6.1.1 Possibility of video signal compression
This article refers to the address: http://
There is a large amount of redundancy in the video data, that is, there is a strong correlation between the pixel data of the image. Using these correlations, the data of a part of the pixels can be derived from the data of another part of the pixels, and as a result, the amount of video data can be greatly compressed, which is advantageous for transmission and storage. Video data mainly has the following forms of redundancy.
1. Spatial Redundancy Video images vary generally between adjacent pixels in the horizontal direction and between adjacent pixels in the vertical direction, and there is a strong spatial correlation. In particular, there is often spatial coherence between grayscale and color at each point of the same scene, resulting in spatial redundancy, often referred to as intraframe correlation.

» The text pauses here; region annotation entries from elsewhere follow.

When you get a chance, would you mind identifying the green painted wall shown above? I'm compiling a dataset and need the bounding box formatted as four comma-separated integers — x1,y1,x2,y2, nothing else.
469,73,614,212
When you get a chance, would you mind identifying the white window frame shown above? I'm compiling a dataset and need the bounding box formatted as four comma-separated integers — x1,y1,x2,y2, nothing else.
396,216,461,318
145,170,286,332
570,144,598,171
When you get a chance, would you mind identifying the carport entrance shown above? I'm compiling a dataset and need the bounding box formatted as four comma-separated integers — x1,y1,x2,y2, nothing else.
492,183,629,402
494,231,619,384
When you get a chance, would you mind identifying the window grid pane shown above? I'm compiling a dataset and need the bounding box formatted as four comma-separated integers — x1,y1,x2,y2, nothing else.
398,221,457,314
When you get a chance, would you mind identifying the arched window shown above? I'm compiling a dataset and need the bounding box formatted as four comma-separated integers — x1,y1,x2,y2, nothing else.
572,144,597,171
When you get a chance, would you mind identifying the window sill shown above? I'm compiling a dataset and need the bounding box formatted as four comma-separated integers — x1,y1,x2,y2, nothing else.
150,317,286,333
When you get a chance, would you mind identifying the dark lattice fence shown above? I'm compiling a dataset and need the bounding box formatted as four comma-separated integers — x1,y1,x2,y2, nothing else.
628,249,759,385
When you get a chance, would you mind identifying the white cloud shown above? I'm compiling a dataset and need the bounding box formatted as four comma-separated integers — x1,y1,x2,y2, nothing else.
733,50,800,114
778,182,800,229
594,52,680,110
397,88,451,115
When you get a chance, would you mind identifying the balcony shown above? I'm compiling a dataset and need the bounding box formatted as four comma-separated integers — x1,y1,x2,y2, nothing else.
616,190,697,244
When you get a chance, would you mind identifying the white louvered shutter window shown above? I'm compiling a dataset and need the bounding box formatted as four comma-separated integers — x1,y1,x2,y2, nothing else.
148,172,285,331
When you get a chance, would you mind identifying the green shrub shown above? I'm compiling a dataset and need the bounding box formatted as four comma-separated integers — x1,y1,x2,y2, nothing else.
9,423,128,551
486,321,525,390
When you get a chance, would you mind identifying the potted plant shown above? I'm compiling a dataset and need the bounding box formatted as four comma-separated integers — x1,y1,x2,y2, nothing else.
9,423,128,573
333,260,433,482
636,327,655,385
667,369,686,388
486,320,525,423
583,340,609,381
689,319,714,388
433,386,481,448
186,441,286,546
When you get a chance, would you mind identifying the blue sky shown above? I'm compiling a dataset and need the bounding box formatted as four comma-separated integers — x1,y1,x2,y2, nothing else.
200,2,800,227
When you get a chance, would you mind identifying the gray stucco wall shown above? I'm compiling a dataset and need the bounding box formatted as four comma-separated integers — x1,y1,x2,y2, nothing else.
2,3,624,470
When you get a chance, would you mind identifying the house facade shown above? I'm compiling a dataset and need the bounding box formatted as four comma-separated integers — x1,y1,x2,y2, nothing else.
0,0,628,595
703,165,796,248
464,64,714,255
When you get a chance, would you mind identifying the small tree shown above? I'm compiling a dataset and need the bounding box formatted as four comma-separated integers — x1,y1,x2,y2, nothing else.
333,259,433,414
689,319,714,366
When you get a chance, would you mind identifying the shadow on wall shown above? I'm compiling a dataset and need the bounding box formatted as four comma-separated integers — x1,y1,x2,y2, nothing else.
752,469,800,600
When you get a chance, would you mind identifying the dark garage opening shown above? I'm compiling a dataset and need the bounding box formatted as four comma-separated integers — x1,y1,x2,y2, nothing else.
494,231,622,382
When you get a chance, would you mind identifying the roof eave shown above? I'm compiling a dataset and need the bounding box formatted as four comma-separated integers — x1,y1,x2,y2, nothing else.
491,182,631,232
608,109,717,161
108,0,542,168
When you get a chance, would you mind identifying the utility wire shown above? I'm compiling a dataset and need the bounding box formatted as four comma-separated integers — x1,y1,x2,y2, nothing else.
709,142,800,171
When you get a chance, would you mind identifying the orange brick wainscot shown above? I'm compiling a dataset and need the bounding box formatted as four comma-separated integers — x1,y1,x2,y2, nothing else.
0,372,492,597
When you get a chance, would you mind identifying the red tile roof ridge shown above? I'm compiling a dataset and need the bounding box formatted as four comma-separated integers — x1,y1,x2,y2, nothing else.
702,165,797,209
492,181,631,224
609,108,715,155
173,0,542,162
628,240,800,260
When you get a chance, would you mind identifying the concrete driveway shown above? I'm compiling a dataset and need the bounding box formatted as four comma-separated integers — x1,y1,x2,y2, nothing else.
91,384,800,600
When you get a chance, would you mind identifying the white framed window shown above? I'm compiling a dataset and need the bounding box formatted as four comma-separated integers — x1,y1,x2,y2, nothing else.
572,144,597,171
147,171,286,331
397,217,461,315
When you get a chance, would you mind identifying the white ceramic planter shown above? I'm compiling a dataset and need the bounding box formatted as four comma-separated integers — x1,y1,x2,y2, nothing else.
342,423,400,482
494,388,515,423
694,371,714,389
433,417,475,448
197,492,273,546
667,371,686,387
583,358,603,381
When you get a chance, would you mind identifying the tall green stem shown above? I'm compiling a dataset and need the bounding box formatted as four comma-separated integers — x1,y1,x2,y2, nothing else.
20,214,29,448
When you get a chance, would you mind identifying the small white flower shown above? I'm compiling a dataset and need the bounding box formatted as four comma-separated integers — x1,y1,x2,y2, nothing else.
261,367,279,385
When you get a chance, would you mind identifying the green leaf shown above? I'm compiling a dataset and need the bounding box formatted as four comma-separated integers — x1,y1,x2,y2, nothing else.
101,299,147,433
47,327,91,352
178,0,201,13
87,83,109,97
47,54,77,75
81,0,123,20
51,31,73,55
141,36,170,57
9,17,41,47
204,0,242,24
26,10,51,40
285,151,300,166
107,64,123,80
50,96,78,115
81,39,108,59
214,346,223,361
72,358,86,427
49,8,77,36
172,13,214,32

2. Time Redundancy There is a strong correlation between luminance and chrominance information between adjacent pixels in adjacent fields or adjacent frames. The current frame image tends to have the same background and moving objects as the first and last frames, but the spatial position of the moving object is slightly different. For most pixels, the brightness and chrominance information are basically the same, called Inter-frame correlation or time correlation.
3. Structural Redundancy In some texture regions of the image, the pixel values ​​of the image have a distinct distribution pattern. Such as a checkered floor pattern. Knowing the distribution pattern, an image can be generated by a process called structural redundancy.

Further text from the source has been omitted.